Hi Jordan

On Thu, Nov 12, 2009 at 3:38 PM, Jordan Erickson
<[email protected]> wrote:

> TBH I don't think so. With everything I've read (including today in
> trying to answer your question), mode=0 doesn't require any switch
> configuration whatsoever. Almost all the sites that explain the modes
> have copied the info from a central source (Linux kernel bonding.txt ?)

Yeah, seems like the original document is here
http://www.kernel.org/pub/linux/kernel/people/marcelo/linux-2.4/Documentation/networking/bonding.txt

It was reading that document that made me want to ask more about this.
 Especially section 7:

"7.  Which switches/systems does it work with?

        In round-robin mode, it works with systems that support trunking:"

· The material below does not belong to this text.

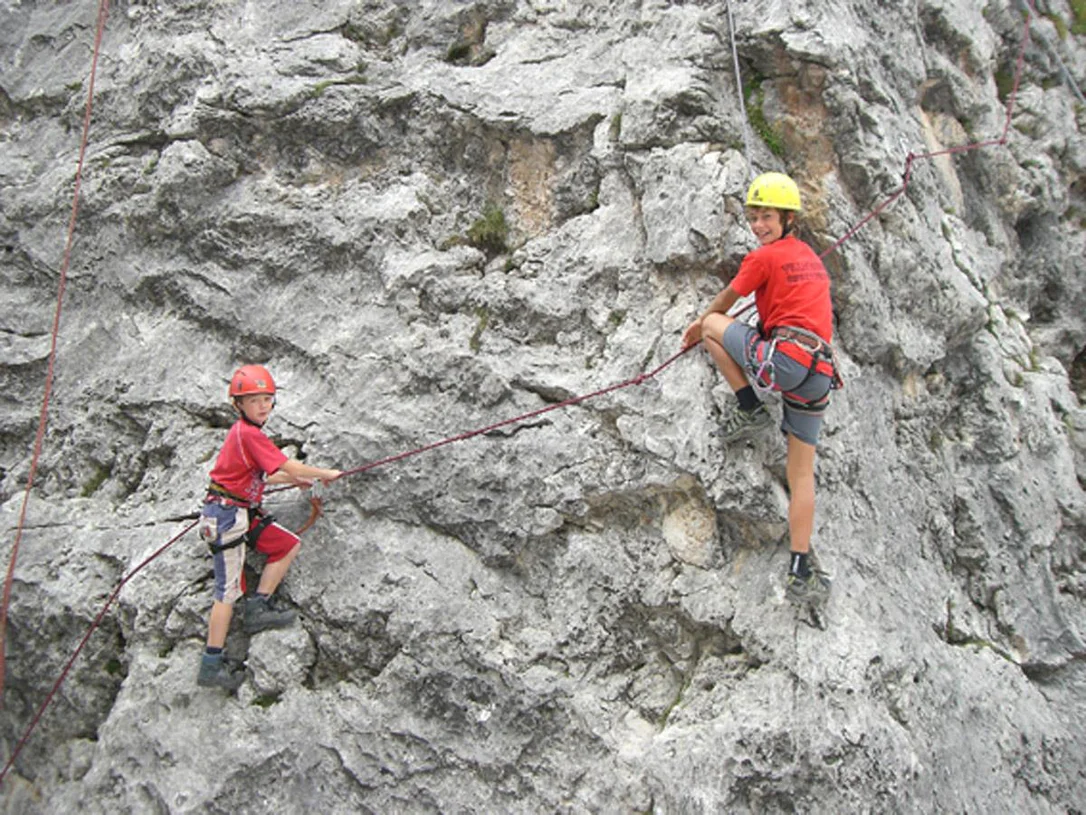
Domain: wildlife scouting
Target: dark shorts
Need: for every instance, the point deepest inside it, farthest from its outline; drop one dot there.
(748, 349)
(232, 522)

> We're using HP Procurve switches so I'd assume they can handle trunking,
> but I (nor anyone else in our venture) didn't touch the switch config,
> and I haven't had any issues with it since I configured the hosts. So I
> guess I just assumed it worked well. ;)


I'll give it a shot :->

> From http://lokams.blogspot.com/2008/03/ethernet-bonding-in-linux.html :
>
> * Mode 0 (balance-rr)
> This mode transmits packets in a sequential order from the first
> available slave through the last. If two real interfaces are slaves in
> the bond and two packets arrive destined out of the bonded interface the
> first will be transmitted on the first slave and the second frame will
> be transmitted on the second slave. The third packet will be sent on the
> first and so on. This provides load balancing and fault tolerance.

So that's transmit, but I guess I wonder what about receiving traffic?
Aren't we really relying on the switch to do the right thing?

Anyway, thanks very much for taking the time to help me through this.